Resenha de livro de Perry Anderson sobre o Brasil

O que aconteceu desde o início da pandemia no Brasil não foi esperado pelo historiador norte-americano Perry Anderson. No livro “Brasil à parte: 1964-2019”, o autor lança o olhar a período de tempo marcado por uma crise que levou os militares ao poder – em 1964 – e outra crise que levou os militares ao poder – em 2018. A história deste país é conhecida por todos; se não é, compreendê-la é necessário de modo que tal compreensão faça com que a tragédia não seja repetível. Foi dito pela grande imprensa que a pandemia de COVID-19 escancarou a inaptidão dos militares quando o assunto é servir ao povo. A imagem de um exército que na ditadura civil-empresarial-militar foi “forte” a fim de livrar o país do suposto inimigo – o comunismo –, é imagem perdida em função das mortes provocadas por um governo de ideologia autoritária. O fato é que Perry Anderson ainda escreverá sobre o Brasil pós-bolsonarismo; enquanto estivermos à espera da escrita de tal autor, precisa-se ler sobre o passado do país, prescientes de que a luta contra o fascismo não acabará nas eleições – se este é fenômeno arraigado na subjetividade.

O fato incontornável é este: a pandemia de COVID-19 pôs em evidência o descompromisso do atual governo do Brasil diante da população do país. Os efeitos de tal descompromisso recaíram sobre as populações pobres – primeiro, com um auxílio emergencial que foi nitidamente incapaz de sanar as necessidades básicas de existência, sobretudo às populações que precisaram de ajuda; depois, a evidente incompetência de agir a favor do povo em termos comunicativos que dessem informações básicas acerca de como ter proteção durante a pandemia; por fim, a impossibilidade de coordenar o sistema de saúde com vistas a promover a decisiva prática médica de salvar vidas. Além disto, existiram as declarações do presidente Jair Bolsonaro, ofensivas à dignidade de povo que desde o limiar de 2020 viveu sob o signo do medo de morrer. Aos que morreram, sequer sinais de luto oficial – assim é um governo fascista.

Perry Anderson analisa nesta obra o que foi por completo diferente do bolsonarismo: o lulismo. Segundo o autor norte-americano, durante tal período existiram possibilidades de emancipação social, porém, tal emancipação ocorreu dentro de um modelo econômico neoliberal, de modo que poderíamos objetar: emancipação social para quem? Se as camadas mais pobres da população puderam ascender socialmente, e quando não puderam tais camadas receberam um programa social sem precedentes – o Bolsa Família –, a pergunta é: por que os indicadores que afirmam a saída da miséria – uma vez que Perry Anderson diz que houve emancipação social –, foram indicadores que no governo de Jair Bolsonaro retornaram ao nível do período pré-lulismo? Se a argumentação deste texto sugere que, com emancipação social, não haveria como ter o retorno da miséria, não caíremos nesta resposta tola.

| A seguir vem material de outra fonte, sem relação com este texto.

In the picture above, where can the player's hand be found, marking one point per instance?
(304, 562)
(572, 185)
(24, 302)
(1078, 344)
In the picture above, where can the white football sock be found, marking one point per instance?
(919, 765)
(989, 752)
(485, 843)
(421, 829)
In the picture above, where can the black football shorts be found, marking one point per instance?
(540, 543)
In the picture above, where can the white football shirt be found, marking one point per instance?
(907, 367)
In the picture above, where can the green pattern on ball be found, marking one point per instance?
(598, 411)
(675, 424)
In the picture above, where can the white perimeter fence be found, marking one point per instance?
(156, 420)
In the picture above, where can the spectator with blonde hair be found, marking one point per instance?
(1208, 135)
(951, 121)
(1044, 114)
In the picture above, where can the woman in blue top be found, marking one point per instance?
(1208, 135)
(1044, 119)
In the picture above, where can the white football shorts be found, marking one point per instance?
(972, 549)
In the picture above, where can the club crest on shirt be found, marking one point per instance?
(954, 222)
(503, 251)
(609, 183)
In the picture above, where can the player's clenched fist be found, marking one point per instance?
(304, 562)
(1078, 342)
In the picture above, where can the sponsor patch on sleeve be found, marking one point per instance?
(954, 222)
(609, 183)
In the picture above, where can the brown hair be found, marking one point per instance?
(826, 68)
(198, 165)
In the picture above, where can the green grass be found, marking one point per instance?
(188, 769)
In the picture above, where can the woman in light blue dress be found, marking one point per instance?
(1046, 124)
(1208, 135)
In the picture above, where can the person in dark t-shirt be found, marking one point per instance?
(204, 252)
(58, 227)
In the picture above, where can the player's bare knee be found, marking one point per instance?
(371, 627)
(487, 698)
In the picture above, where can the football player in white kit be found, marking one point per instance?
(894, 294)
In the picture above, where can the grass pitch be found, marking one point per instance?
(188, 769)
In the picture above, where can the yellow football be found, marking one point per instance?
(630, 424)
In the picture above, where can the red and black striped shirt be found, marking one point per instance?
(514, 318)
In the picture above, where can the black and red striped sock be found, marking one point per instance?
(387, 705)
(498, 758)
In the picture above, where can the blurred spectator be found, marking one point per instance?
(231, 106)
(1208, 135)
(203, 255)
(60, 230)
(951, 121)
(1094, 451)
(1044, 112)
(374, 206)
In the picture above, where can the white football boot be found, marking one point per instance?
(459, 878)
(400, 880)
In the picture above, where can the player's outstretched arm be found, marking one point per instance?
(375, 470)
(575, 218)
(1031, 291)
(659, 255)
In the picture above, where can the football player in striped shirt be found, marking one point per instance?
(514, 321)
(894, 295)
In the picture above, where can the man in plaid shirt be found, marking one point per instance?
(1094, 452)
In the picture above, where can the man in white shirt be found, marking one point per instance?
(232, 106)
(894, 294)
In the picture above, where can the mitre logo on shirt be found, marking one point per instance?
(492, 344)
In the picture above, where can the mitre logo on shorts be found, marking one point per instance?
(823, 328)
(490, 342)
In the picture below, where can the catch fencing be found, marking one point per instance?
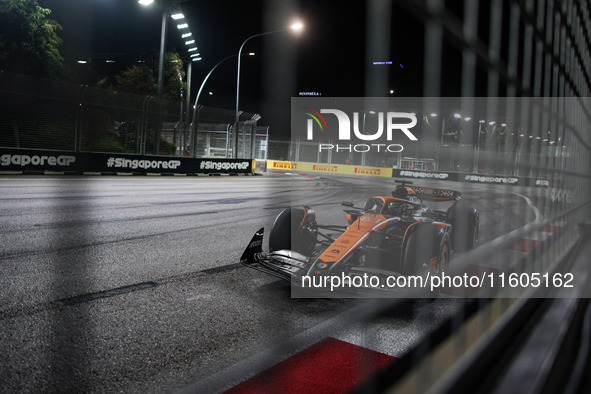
(43, 114)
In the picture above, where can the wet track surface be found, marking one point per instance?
(132, 283)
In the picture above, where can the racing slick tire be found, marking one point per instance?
(465, 224)
(427, 250)
(294, 229)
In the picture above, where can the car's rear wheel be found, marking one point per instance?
(294, 229)
(427, 250)
(465, 223)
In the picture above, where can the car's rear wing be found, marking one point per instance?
(432, 194)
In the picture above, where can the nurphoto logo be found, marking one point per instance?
(390, 122)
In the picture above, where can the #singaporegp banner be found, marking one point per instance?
(329, 168)
(24, 160)
(276, 165)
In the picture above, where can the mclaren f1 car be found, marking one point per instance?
(390, 235)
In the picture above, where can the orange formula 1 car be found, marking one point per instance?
(390, 235)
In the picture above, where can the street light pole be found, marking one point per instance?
(163, 35)
(296, 27)
(194, 130)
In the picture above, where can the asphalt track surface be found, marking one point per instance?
(132, 284)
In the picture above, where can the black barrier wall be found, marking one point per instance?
(474, 178)
(80, 162)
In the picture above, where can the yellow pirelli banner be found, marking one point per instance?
(328, 168)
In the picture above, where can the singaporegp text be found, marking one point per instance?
(390, 123)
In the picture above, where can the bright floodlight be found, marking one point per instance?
(297, 26)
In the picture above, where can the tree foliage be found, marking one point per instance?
(136, 79)
(143, 79)
(29, 41)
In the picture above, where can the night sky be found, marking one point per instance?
(331, 56)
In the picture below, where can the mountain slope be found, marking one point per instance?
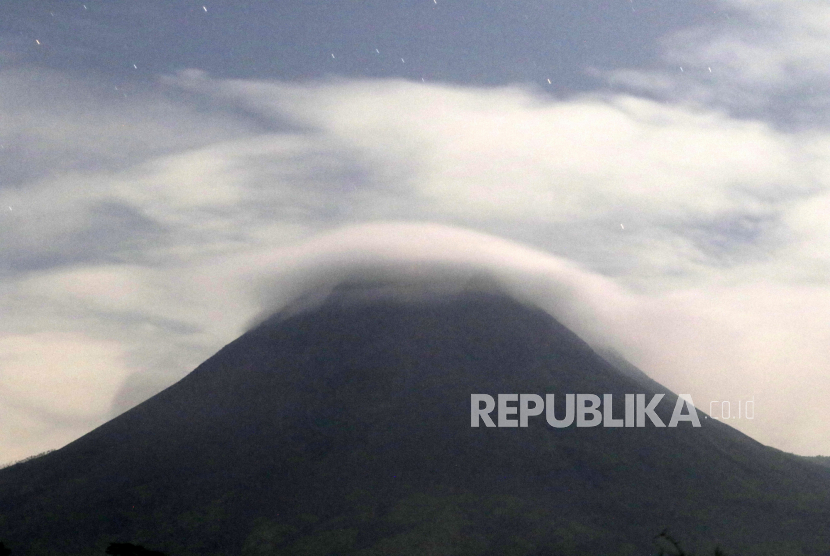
(345, 429)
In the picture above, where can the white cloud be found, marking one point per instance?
(697, 239)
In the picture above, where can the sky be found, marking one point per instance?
(654, 173)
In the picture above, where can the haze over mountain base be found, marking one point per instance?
(343, 427)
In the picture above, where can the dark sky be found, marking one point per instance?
(656, 169)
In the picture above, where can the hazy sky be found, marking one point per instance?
(656, 173)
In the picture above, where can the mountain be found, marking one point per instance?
(344, 427)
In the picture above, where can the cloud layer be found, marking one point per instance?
(690, 237)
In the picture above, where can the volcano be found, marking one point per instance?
(344, 428)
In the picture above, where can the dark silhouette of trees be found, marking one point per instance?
(676, 546)
(127, 549)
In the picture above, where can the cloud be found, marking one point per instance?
(691, 240)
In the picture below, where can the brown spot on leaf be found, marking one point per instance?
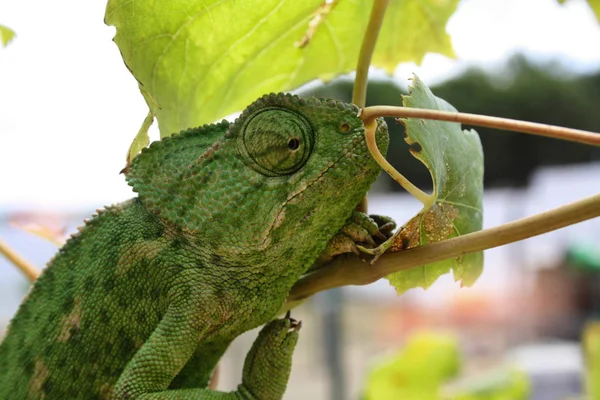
(435, 224)
(438, 222)
(416, 147)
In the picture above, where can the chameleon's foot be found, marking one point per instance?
(268, 364)
(360, 235)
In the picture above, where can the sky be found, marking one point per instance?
(69, 108)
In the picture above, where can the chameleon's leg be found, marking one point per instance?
(153, 368)
(360, 229)
(268, 364)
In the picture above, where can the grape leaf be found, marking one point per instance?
(455, 160)
(6, 35)
(197, 61)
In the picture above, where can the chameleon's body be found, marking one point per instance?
(143, 302)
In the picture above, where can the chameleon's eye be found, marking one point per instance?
(277, 141)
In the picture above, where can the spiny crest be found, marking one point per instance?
(163, 160)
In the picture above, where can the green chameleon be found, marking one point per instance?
(142, 303)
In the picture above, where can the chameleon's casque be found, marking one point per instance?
(142, 303)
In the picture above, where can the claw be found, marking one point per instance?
(296, 325)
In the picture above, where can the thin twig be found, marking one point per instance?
(359, 91)
(425, 199)
(556, 132)
(353, 271)
(25, 267)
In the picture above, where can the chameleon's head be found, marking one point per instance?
(283, 177)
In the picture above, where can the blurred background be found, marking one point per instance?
(69, 110)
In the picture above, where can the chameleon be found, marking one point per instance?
(143, 301)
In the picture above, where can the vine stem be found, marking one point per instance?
(556, 132)
(359, 90)
(353, 271)
(426, 199)
(27, 268)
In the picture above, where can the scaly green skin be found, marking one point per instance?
(144, 301)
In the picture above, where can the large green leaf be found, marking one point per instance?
(197, 61)
(6, 35)
(455, 160)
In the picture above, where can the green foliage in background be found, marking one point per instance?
(6, 35)
(417, 371)
(198, 61)
(426, 369)
(591, 353)
(594, 5)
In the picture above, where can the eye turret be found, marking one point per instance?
(276, 141)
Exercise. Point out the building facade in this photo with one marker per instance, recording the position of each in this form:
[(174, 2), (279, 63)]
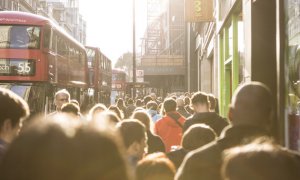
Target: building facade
[(64, 12), (251, 41), (163, 47)]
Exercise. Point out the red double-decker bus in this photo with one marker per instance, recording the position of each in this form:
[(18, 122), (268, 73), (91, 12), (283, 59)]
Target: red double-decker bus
[(100, 73), (37, 58)]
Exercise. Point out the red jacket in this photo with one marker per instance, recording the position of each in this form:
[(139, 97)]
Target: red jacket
[(169, 131)]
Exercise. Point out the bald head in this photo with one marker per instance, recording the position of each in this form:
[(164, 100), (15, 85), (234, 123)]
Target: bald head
[(251, 104), (180, 102)]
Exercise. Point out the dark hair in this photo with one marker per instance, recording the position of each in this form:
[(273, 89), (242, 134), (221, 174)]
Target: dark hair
[(212, 101), (120, 103), (147, 99), (260, 160), (70, 108), (95, 108), (187, 101), (52, 149), (75, 102), (130, 101), (131, 131), (200, 98), (143, 117), (63, 91), (116, 110), (12, 107), (196, 136), (112, 117), (169, 105), (155, 166), (138, 103), (252, 104)]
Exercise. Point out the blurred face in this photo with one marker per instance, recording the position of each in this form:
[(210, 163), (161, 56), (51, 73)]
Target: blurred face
[(61, 99), (143, 147)]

Há motivos que podem servir de explicação ao que foi exposto: uma emancipação que ocorre nos limites de um capitalismo neoliberal é falsa porque o contexto histórico de tal modelo econômico impõe um estado de crise duradoura. Uma seguinte explicação é o fato de que o bolsonarismo está assente em ideologia de extrema-direita, e foi dito pelo filósofo Max Horkheimer que um governo opressor – tal como são os governos de extrema-direita – não é questionável pelos que detém o poder econômico, se os lucros são mantidos. O bolsonarismo oferece ao capital o que é da “necessidade” de tal sistema. À parte o fato de que a emancipação dentro do neoliberalismo pode ter mudado a vida de muitas famílias, uma emancipação social que desfaça o poder de tal sistema seria decisiva, exatamente porque o povo brasileiro exige existências condizentes com a essência de um povo trabalhador, que é historicamente explorado pela potência dominante no continente, os EUA.

Editado pela Boitempo, o livro de Perry Anderson faz análise objetiva da história do país desde 1964, e tal análise contém passagens como esta: “Vindo ele mesmo da mais profunda pobreza do Brasil, a ascensão de Lula de operário no chão da fábrica a líder do país nunca foi apenas um triunfo individual: o que a tornou possível foi o mais notável movimento sindicalista do último terço do século, criando o primeiro – e até agora único – partido político moderno do Brasil, que se tornou o veículo de sua escalada.” Além de trechos emocionantes como este, o livro contém análise minuciosa da disputa pelo poder – uma disputa “individualista” no sentido mais cru do termo –, além de sintetizar o que foi a história deste país durante 55 anos. Anderson integra o conselho editorial da New Left Review, prestigiosa publicação acadêmica cujo tema é a política – e seu livro é permanente.